Tony Zosherafatain Made a Movie about Being ‘Trans in Trumpland.’ Will Hollywood Support It?
Tony Zosherafatain shows the struggles of four trans Americans living in conservative communities in his film “Trans in Trumpland.” He hopes it can be released before the election.
Like many Americans who did not vote for Donald Trump, Tony Zosherafatain saw the 2016 presidential election as a watershed moment, one that required action on his part.
“The week after Trump won, I was really in shock,” Zosherafatain told The Daily Beast in a phone interview. “I had this feeling, ‘OK, he's going to come after the trans community.’”
In hindsight, he wasn’t wrong. From its early days right until this week, the Trump administration has worked to erase trans Americans from official websites, removed protections from discrimination, banned trans members of the military, legalized discrimination based on religion, created new rules to ban trans women from women’s shelters and dedicated its mighty legal resources to try to stop trans people from being treated equally.
“Trump’s actions have left me feeling invisible, threatened, and unsure about the future,” said Zosherafatain. His first thought to counter his very accurate prediction was to use his talent as a filmmaker, and he said that’s when he came up with the title: Trans in Trumpland.
“I had been making some films before that year,” he said. The 32-year-old Boston native’s film career began with I am the T, a documentary series about transgender experiences in culturally diverse settings. His prior films include Finding Cedar, Fratello, and I am Isak.
“So, I was like, ‘OK, I need to do this. I need to combine my trans identity, my Iranian-American identity and my fear and translate that into film to help tell our stories.’”
What happened next will be familiar to anyone with a vision but few resources. Zosherafatain spent the next three years developing the concept, creating a production and raising money through Kickstarter. Last year, with financing and a plan in place, the trans man set off from his hometown of New York City for North Carolina, Mississippi, Texas, and Idaho.
He and his film crew interviewed four trans Americans in those four states, where being themselves was a daily challenge, because of both local and federal oppression.
“These are states where you're not going to have the same rights as you do in New York or California,” he said.
The biggest obstacles Zosherafatain and his crew face are finding a distributor and intertwining the constant onslaught of news impacting the trans population with interviews conducted a year ago.
“It seems like every week there's like a new attack on the trans community,” he said. “So, what we're doing is incorporating a lot of news clips, trying to keep up to date with developing things, making sure that the end of the film is up to date about current issues. It has honestly been hard to keep track of that… inserting the political headlines into the person's journey of each character in the four states.”
Idaho—where transgender student athletes are outlawed from competing with students who are not trans, also known as cisgender—is where Zosherafatain interviewed retired Army Sgt. Shane Ortega.
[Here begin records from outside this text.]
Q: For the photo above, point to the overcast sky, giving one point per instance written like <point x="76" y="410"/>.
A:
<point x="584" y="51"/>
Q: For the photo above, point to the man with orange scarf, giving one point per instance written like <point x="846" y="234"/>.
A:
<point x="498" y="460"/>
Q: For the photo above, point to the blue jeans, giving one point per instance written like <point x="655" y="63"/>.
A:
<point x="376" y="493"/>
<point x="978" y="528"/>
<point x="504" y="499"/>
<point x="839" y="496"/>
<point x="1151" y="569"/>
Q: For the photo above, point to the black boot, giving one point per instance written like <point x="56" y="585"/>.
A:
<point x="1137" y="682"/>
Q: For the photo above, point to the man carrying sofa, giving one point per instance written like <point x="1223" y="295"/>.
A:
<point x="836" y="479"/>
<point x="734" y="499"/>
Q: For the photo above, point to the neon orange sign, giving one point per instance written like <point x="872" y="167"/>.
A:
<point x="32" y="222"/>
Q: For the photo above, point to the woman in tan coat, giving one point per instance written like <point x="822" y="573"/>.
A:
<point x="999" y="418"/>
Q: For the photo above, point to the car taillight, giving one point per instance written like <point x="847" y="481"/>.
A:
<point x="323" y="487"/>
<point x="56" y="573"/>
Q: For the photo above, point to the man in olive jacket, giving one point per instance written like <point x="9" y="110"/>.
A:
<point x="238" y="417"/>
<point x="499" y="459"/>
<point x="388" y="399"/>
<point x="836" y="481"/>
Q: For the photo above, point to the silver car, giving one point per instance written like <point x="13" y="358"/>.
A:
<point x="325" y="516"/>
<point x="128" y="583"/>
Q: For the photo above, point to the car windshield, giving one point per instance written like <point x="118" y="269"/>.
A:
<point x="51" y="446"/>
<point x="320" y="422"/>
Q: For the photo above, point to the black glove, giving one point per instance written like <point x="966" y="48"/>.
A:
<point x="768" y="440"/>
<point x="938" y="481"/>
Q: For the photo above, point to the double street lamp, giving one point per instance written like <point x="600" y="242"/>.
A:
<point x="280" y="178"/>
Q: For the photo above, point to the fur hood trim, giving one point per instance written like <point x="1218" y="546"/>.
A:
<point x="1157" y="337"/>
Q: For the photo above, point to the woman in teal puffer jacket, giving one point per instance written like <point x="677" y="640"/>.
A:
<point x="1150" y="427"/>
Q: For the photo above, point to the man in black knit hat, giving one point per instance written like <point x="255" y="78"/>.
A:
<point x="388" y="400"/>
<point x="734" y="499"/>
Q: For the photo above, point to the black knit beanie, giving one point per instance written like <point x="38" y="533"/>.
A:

He is an Iraq War veteran and former U.S. Marine who transitioned while in active duty. In addition to sharing his thoughts about Trump’s trans military ban, Ortega talked about the administration’s impact on the trans indigenous population, of which he is a member.
In Mississippi, Zosherafatain met Evonne Kaho, an executive running a non-profit organization benefiting the trans population of her hometown of Jackson.
“She’s a Black trans woman,” he said, “known as the queen mother of the South, because she has quite literally taken in homeless trans folks… housing people, getting them HIV care, getting them health care. She's an incredible person, very resilient woman, doing the necessary work they have to do in the South.”
Another chapter takes Zosherafatain to North Carolina to meet a 15-year-old trans boy named Ash and his mother Daisy.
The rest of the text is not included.